Over ten years ago, Urinetown made a big splash on Broadway. Since its surprising success, it has experienced a vibrant life through regional tours, as well as college and high school productions. I say "surprising success" because with a name like "Urinetown," you might expect the show to debut off-Broadway and stay off Broadway. Maybe even off-off-off Broadway. However, this darkly comic meta-musical which tells of a dystopian society in which everyone must pay a tax in order to use the bathroom, wins the audience over by the end of the first showtune.

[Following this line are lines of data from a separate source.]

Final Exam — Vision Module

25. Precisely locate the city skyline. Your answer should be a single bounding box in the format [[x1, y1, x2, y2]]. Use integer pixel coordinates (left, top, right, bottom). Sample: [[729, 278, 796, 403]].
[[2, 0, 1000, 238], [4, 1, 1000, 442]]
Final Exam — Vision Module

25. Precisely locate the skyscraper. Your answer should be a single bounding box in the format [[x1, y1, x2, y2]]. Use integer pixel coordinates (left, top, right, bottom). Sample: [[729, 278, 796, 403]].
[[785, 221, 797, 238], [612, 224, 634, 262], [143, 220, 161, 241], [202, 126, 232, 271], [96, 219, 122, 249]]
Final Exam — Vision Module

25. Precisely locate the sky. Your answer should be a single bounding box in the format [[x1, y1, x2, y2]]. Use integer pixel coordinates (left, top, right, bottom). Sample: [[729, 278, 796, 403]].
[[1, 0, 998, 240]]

Rumor has it (and by rumor I mean Wikipedia), that playwright Greg Kotis came up with the idea when he was compelled to use a pay-to-use toilet while traveling through Europe. The "You must pay to pee" theme struck a chord, and Kotis created the book, teaming up with composer Mark Hollman to write the lyrics. (Hollman created the music for Urinetown, and it is delightfully reminiscent of Kurt Weill's highly political Three Penny Opera, with jazzy shades of West Side Story thrown in for good measure.)

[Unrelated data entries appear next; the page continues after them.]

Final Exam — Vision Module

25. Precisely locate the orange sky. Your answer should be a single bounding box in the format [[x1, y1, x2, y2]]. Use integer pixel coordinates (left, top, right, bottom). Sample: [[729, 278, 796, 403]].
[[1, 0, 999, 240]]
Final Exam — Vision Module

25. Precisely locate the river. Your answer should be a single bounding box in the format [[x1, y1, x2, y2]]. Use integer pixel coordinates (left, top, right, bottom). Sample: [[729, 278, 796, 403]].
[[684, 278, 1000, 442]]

The musical takes place in an undisclosed city. For decades, a serious drought has inflicted on society with vast poverty, although a callous business tycoons such as the main antagonist Cladwell B. Cladwell, have made a fortune through bribery and the monopolization of restrooms. All toilets have become property of his corporation "Urine Good Company." A brutal police force maintains order, sending violators of the law to a place called "Urinetown." Of course, thanks to the overly ambitious narrator, the audience soon learns that Urinetown doesn't exist; anyone who is sent to Urinetown is simply thrown off of a tall building, falling to their death.
Believe it or not, this is a comedy. At the heart of the story is a naïve young man, Bobby Strong, who decides to fight for freedom, inspired by the equally tender-hearted ingénue, Hope Cladwell. Their innate virtue and goodness lead them to the conclusion that changes must be made. The people have a right to use the restroom without taxation! Bobby is the first to become a revolutionary, and in the process makes some tough decisions (like kidnapping Hope, when he discovers that she is the daughter of the evil tycoon, Mr. Cladwell). More complications ensue when the revolutionaries which Bobby has mustered together decide they want to become violent, and they want to begin by killing poor Hope (as evident in the song, "Snuff that Girl").

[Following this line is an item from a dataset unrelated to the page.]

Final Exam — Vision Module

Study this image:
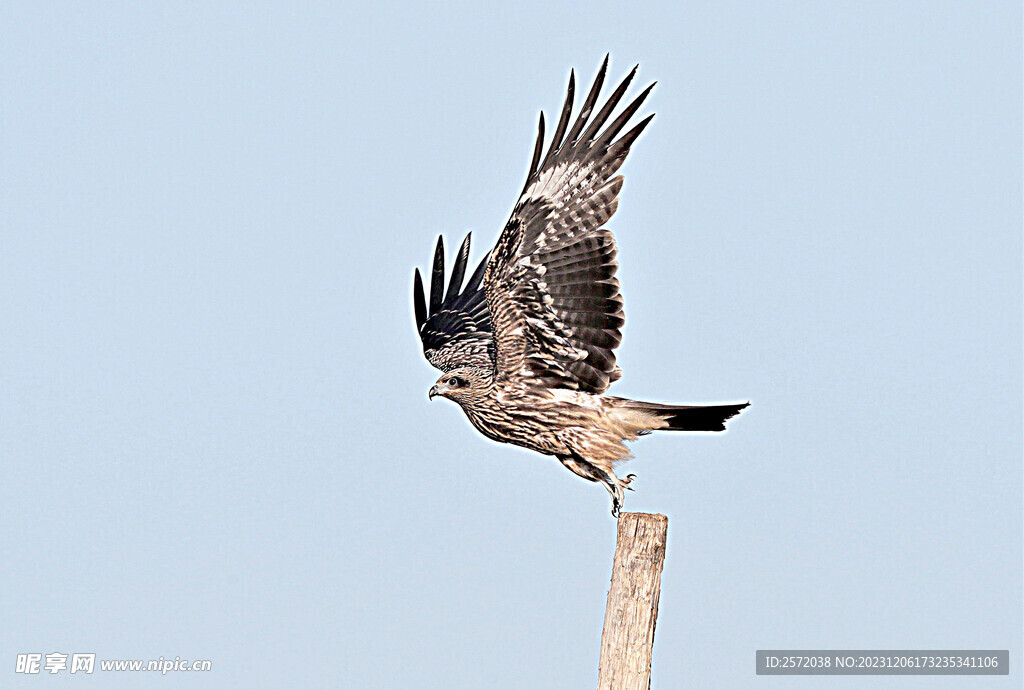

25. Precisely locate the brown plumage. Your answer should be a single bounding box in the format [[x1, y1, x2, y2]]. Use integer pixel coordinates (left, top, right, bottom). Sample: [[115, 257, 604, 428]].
[[413, 56, 748, 517]]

The Narrator and Sidekick:
Arguably the best part of the show is the character Officer Lockstock. In addition to being a brutal police officer (who tosses more than one character off a building), Lockstock speaks directly to the audience, explaining the way society works. Actually, to the delight of the audience, he often explains too much. He delivers a hilarious amount of exposition. For example, he can't hold back and blurts the secret about Urinetown, even though he admits that it would be poor storytelling to do so. He also lets us know that this is the type of story filled with symbolism and deep meaning.
His sidekick is a Pollyanna-styled girl who, despite being impoverished and full-bladdered, remains bright and chipper throughout most of the show. Like the narrator character, she often makes comments about the story itself. She even criticizes the musical's title, and wonders why the storyline is fixated on sewer management, as opposed to other problems a society might face during a water shortage.
Spoiler Alert: "Hail Malthus"
Hope and the revolutionaries get their wish: the bathrooms of society are liberated. People are free to pee! However, once that happens, the drought gets worse and the city's water supply dwindles until everyone dies. The last line of the play is delivered by the narrator, as all of the characters fall to the ground. He shouts, "Hail Malthus!" After a little research I discovered that Thomas Robert Malthus was a 19th century political-economist who believed, "That the increase of population is necessarily limited by the means of subsistence." Leave it to a musical like Urinetown to seem so silly while at the same time being dark and profound.